Herr Ruf, Continental und Knorr-Bremse entwickeln ein System für das hochautomatisierte Fahren bei Nutzfahrzeugen. Wie sieht Ihre Zeitlinie aus?
Ein Demonstrator für das automatisierte Kolonnenfahren, das sogenannte Platooning, bestehend aus LKWs unterschiedlicher Hersteller, soll Anfang 2019 vorgestellt werden. 2020 wollen wir so weit sein mit einer Serienentwicklung beginnen zu können. Im optimalen Fall könnte ein solches System dann drei bis vier Jahre später in Serie gehen.
Aber eine solche Technologie kann erst dann in die Serie gelangen, wenn beim Kunden auch ein Modellwechsel ansteht, bei der eine neue Fahrzeugarchitektur vorgesehen ist. Wir starten mit Level 4, bei dem noch ein Fahrer mit an Bord ist. Die Fahrzeuge sollen aber alleine fahren und auch selbständig überholen. Das Ziel ist natürlich die Technik weiter in Richtung Level 5, dem voll autonomen Fahren ohne Fahrer, weiterzutreiben.
Was macht diese Partnerschaft mit Knorr-Bremse aus Ihrer Sicht einzigartig?

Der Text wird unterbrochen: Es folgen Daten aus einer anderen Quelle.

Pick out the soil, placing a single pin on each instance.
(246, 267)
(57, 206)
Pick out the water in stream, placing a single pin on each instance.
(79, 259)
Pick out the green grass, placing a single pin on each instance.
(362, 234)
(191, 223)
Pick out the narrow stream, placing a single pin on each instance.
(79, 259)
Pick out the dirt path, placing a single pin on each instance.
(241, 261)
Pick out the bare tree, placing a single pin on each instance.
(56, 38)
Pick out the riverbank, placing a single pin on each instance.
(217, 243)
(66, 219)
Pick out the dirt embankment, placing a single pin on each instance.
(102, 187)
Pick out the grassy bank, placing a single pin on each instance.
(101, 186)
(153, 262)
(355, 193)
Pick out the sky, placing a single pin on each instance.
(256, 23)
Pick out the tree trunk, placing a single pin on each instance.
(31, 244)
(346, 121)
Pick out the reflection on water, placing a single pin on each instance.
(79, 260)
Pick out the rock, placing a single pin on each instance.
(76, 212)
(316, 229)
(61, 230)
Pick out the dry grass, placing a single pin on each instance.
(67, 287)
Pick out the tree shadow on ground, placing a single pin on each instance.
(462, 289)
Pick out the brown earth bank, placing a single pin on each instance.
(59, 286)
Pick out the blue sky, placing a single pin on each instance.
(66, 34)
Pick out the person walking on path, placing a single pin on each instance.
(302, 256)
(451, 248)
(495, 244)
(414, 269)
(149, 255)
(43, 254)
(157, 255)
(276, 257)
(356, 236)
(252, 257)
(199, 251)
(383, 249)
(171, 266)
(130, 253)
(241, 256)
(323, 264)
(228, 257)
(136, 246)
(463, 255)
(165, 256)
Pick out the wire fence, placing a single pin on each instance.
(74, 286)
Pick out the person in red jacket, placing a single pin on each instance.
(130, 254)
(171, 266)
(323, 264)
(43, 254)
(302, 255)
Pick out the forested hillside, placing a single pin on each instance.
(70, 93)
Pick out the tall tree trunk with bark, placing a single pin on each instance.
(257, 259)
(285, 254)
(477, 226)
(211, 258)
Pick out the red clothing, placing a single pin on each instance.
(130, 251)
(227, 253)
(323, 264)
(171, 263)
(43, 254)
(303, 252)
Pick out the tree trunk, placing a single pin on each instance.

Nach unserem Kenntnisstand gibt es keine Entwicklungspartnerschaft unter Zulieferern wie die unsrige, dass quasi das gesamte System von einem Systemintegrator geliefert werden kann. Es gibt hier in der Partnerschaft zwei Player, die auf ihrem Gebiet weltspitze sind. Die meisten Fahrzeughersteller wollen ein solches System auch aufgrund der notwendigen hohen Investitionen nicht alleine entwickeln.
Lässt sich das von Ihnen entwickelte System auf verschiedene Kundenwünsche adaptieren?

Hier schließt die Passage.